Multiset equivalence

Question

Let $a,b,c,d,e,f,g,h$ be natural numbers such that the multisets $\{a,b,c,d,a+b,c+d\}$ and $\{e,f,g,h,e+f,g+h\}$ are the same. Can we say that $\{a,b\}=\{e,f\}$ or $\{g,h\}$ ? and similarly $\{c,d\}=\{e,f\}$ or $\{g,h\}$ ? I have tried with case by case. Looks like it is correct. Is there an elegant proof for this ?

Answer 1

Notice that since all elements are non-negative, either $a+b$ or $c+d$ will attain the maximal value of the multiset, similarly for $e+f$ or $g+h$. After possible relabeling/swaping of $(a,b)$ with $(c,d)$ and $(e,f)$ with $(g,h)$, we can assume a maximal element is attained by $a+b$ and $e+f$, and so $$a+b=e+f\tag{1}.$$ Also, since the two multisets are equal, sums of their elements are also equal, so $2a+2b+2c+2d=2e+2f+2g+2h$, which means $$a+b+c+d=e+f+g+h\tag{2}.$$ Then subtracting $(1)$ from $(2)$, we have $$c+d=g+h\tag{3}.$$ By removing pairs of equal elements given by $(1)$ and $(3)$ from both multisets, we get $$\{a,b,c,d\}=\{e,f,g,h\}.\tag{4}$$

If $a\in\{e,f\}$, then $(1)$ implies $b\in\{e,f\}$ (and vice-versa), then $\{a,b\}=\{e,f\}$. Then by $(4)$ the only other option is $a,b \in \{g,h\}$, but then $\{a,b\}=\{g,h\}$ (the other inclusion is given by the same reasoning starting with $g,h$, leaving us with $g,h \in \{a,b\}$).

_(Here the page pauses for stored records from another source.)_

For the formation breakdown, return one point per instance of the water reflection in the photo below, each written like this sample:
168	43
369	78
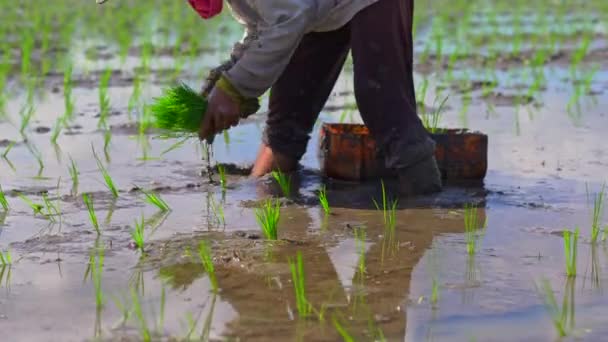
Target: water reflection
357	276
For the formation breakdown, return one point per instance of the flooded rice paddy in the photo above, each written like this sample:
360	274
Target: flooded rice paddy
533	77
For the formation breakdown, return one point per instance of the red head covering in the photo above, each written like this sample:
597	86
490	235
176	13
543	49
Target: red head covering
207	8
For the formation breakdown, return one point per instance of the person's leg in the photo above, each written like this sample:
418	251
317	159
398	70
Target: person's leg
297	98
382	48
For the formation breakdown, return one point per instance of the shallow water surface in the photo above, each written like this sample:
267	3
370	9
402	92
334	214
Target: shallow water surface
362	279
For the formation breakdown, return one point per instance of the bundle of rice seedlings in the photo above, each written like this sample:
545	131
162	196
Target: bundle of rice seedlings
180	109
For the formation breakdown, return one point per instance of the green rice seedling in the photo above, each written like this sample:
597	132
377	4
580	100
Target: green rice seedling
389	208
104	99
360	246
218	211
73	170
88	202
284	182
180	109
96	275
106	175
36	208
471	224
124	308
8	149
204	253
431	120
135	95
26	113
34	151
7	280
221	170
421	93
598	207
107	138
5	258
156	200
570	251
268	218
323	200
139	313
344	334
67	94
297	276
561	317
27	46
51	209
138	234
3	200
57	127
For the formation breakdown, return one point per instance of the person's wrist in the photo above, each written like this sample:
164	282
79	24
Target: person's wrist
246	105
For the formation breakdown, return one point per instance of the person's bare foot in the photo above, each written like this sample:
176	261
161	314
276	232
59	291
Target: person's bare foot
268	161
420	179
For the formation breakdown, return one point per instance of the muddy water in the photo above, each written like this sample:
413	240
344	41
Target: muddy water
542	160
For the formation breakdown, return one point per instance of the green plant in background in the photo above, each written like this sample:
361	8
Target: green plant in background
88	202
5	258
561	317
73	170
139	313
388	208
36	208
156	200
8	149
97	274
3	200
68	102
26	113
323	200
180	109
106	175
297	276
217	209
360	237
52	210
27	45
284	182
204	253
104	99
268	218
471	225
344	334
138	234
570	251
431	120
598	207
221	170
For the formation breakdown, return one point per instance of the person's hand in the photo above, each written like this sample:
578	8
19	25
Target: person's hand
223	112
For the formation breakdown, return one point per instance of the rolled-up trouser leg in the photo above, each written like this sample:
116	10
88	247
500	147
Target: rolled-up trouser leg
302	90
382	48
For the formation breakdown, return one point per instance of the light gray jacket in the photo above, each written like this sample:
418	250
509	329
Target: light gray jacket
273	30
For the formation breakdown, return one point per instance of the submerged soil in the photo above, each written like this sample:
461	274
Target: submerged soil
545	156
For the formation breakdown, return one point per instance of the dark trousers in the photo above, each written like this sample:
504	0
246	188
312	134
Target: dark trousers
380	38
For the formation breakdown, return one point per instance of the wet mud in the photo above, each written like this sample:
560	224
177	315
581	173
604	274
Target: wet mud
362	278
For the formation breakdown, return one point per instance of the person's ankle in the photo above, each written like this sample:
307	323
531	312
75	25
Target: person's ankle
421	178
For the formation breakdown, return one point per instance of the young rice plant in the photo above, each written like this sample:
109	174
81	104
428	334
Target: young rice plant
204	253
268	218
570	251
297	276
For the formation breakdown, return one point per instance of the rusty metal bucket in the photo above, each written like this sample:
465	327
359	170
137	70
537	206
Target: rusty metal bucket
348	152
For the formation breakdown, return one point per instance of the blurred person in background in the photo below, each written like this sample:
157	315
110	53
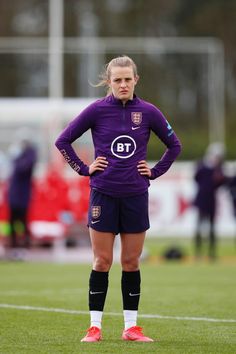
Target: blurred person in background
120	125
209	176
23	156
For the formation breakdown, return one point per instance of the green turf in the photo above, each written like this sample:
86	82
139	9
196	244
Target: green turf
170	289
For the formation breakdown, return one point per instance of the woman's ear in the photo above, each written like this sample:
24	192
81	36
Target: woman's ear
136	79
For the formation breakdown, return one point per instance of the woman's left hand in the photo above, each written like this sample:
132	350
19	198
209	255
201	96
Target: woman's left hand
143	168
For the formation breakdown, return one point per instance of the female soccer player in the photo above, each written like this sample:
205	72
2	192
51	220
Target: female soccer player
120	125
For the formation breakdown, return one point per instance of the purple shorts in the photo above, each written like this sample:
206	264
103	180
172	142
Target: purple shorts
118	215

Finally, since either $\{a,b\}=\{e,f\}$ or $\{a,b\}=\{g,h\}$, removing these from $(4)$ also gives $\{c,d\}=\{g,h\}$ or $\{c,d\}=\{e,f\}$, as desired.

Remark. The non-negativity is crucial, otherwise we'd have for example $(a,b,c,d)=(1,-1,1,-1)$,$(e,f,g,h)=(0,1,0,-1)$ as a counterexample. No other assumption was used, so the claim holds for all non-negative real numbers.